Title: Re: Fractally animating fractals
Post by: Tglad on February 22, 2011, 12:51:56 AM
Oh ok... well maybe you're right, I can't speak for hobold, but this is what I think:

- You can view an animating fractal by stacking each frame along a space dimension
Agree, yes it can be a helpful way to think about the animation
- The most interesting animating 2d fractals are the ones that when stacked are isotropic 3d fractals
Disagree. By the way, the growing circles fractal is not isotropic when stacked... the circles would need to grow then shrink.. and if you wanted growing squares or growing mushrooms it wouldn't be isotropic.

Back to the question.. how many forms can a dynamic fractal have?

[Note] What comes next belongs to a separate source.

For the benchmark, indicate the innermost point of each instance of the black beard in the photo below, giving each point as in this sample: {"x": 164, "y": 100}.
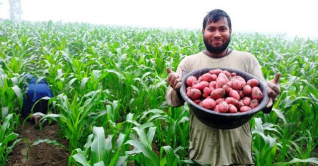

There are 7 main classes of 3d fractal (void, cluster, tree, sponge, shell, foam, solid), but overall there is a 7x7 triangular table (http://sites.google.com/site/mandelbox/what-class-of-fractal (http://sites.google.com/site/mandelbox/what-class-of-fractal)), which means 28 forms. This means a total of 228 different classes of dynamic fractal (http://en.wikipedia.org/wiki/Combination#Number_of_k-combinations_for_all_k (http://en.wikipedia.org/wiki/Combination#Number_of_k-combinations_for_all_k)), which is 268 million classes... which doesn't make for a very good classification.
So instead we can classify these dynamic fractals by which triangular sub-table they range within. For example the 'void cluster + void sponge' dynamic fractal in the previous video ranges from void cluster up to void sponge, so includes dynamic fractals that also show a void tree form... this is natural because generally dynamic fractals that cover this range will show tree forms when going from a cluster to a sponge. The video is just a special case.
So in this classification, the most number of different forms a 3d dynamic fractal can change between is still 28, which is 7 main forms, and is called a 7-form void solid (it covers the full range from void to solid). The total number of different classes of dynamic fractal is then just 84, forming a 7x7x7 pyramid table.

What would such a maximum variation dynamic fractal look like? I'm not sure... it would obviously be massively shape shifting. The closest I could come up with is this boiling mud theme in 2d, after all boiling is a process of going from solid/liquid to gas (which is almost void). Most of the variation happens close to the surface:
http://vimeo.com/20052421 (http://vimeo.com/20052421)
But this is a barely correct example, it would be interesting to see a real example.
I'm also not sure if the classification is the best, its too early to tell as we have so few examples. It would be great if the 3d fractal programs generated dynamic fractals, not just animating the parameters.


Title: Re: Fractally animating fractals
Post by: PDN777 on March 28, 2015, 12:56:40 AM

Very cool work!



Title: Re: Fractally animating fractals
Post by: Chillheimer on March 28, 2015, 11:31:27 AM
thx for posting in this old thread - hadn't seen it before, very interesting! :)


Title: Re: Fractally animating fractals
Post by: hobold on April 01, 2015, 02:45:45 AM
That reminds me I still have to explain with a picture rather than with a thousand words. Here is a sequence of adjacent parallel slices through a randomized Apollonius fractal.
(http://vectorizer.org/bubblefoam/cubebubble002.gif)

The overall volume is a cube filled with spheres, with their radii following the usual fractal rules:
(http://vectorizer.org/bubblefoam/cubefoam002.png)

This shows the effect that I had in mind: large blotches are changing slowly, but are surrounded by smaller bubbles that change more quickly. Those in turn are surrounded by smaller, faster changing, boiling, bubbling droplets.